Drink six to eight cups of fluid every day, including water, milk, tea and fruit juice.  A good fluid intake is important, especially if you are eating more fibre rich foods.

All parts of your body need oxygen and this is carried in the blood by iron.  Good dietary sources of iron include:

  • Meat, fish and offal (liver, heart, kidneys)
  • Green leafy vegetables, peas, beans and fortified cereals

Foods rich in vitamin C, such as orange juice, will help your body to absorb more iron when taken with iron-rich food.

Vitamin D
Vitamin D helps the body to absorb calcium from foods. It is needed to maintain healthy bones and is made by the action of sunlight on the skin. 
But as people age, the skin is less able to produce it, so older people need to eat foods rich in vitamin D or take a vitamin D supplement.
Foods rich in vitamin D include oily fish, milk with added vitamin D, margarine, eggs and liver.

Food Tips

Aim to…

  • Enjoy a wide variety of foods
  • Eat at least six servings of bread, cereals and potatoes
  • Eat five or more servings of fruit and vegetables.

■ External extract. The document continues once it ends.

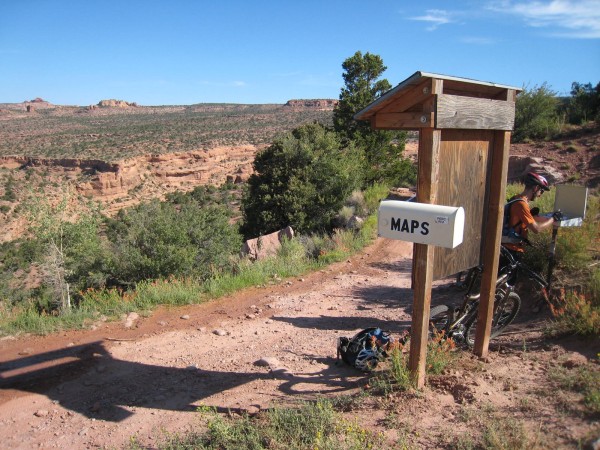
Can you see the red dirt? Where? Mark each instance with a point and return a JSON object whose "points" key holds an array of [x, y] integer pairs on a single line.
{"points": [[99, 388]]}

  • Make meal times social events
  • Join others for meals or start your own lunch club
  • If you get full quickly, eat little and often
  • Take as much exercise as you can, out of doors if possible – always check with your doctor before starting a new exercise routine.

Choose lean for better health…

  • Trim the fat from meat and the skin from poultry before you eat it
  • Once trimmed, cheaper cuts of meat are as nutritious as expensive ones
  • Chicken portions can be economical as there is no waste.

Choose fish more often…

  • Fish is quick to prepare, cook and is easy to digest
  • Try eating oily fish – rich in Vitamin D – twice a week
  • Oily fish is rich in Omega-three fatty acids, which are good for your heart
  • Try fresh, vacuum-packed or tinned tuna, mackerel, herring, sardines, salmon.


  • Try two eggs instead of one serving of meat, poultry or fish for a main meal
  • Eggs can be scrambled, boiled, poached or occasionally fried in a little oil.

Don’t forget your dairy foods…

  • Bones of all ages need calcium
  • Choose dairy products such as milk, yoghurt or cheese
  • Eat three servings of dairy food per day.

Spice it up…

  • Taste food before adding flavourings
  • Try herbs, spices and pepper instead of salt.

Note:If you have a medical condition such as diabetes, some of the information here will not be suitable for you. Contact your doctor or dietician for advice on your diet.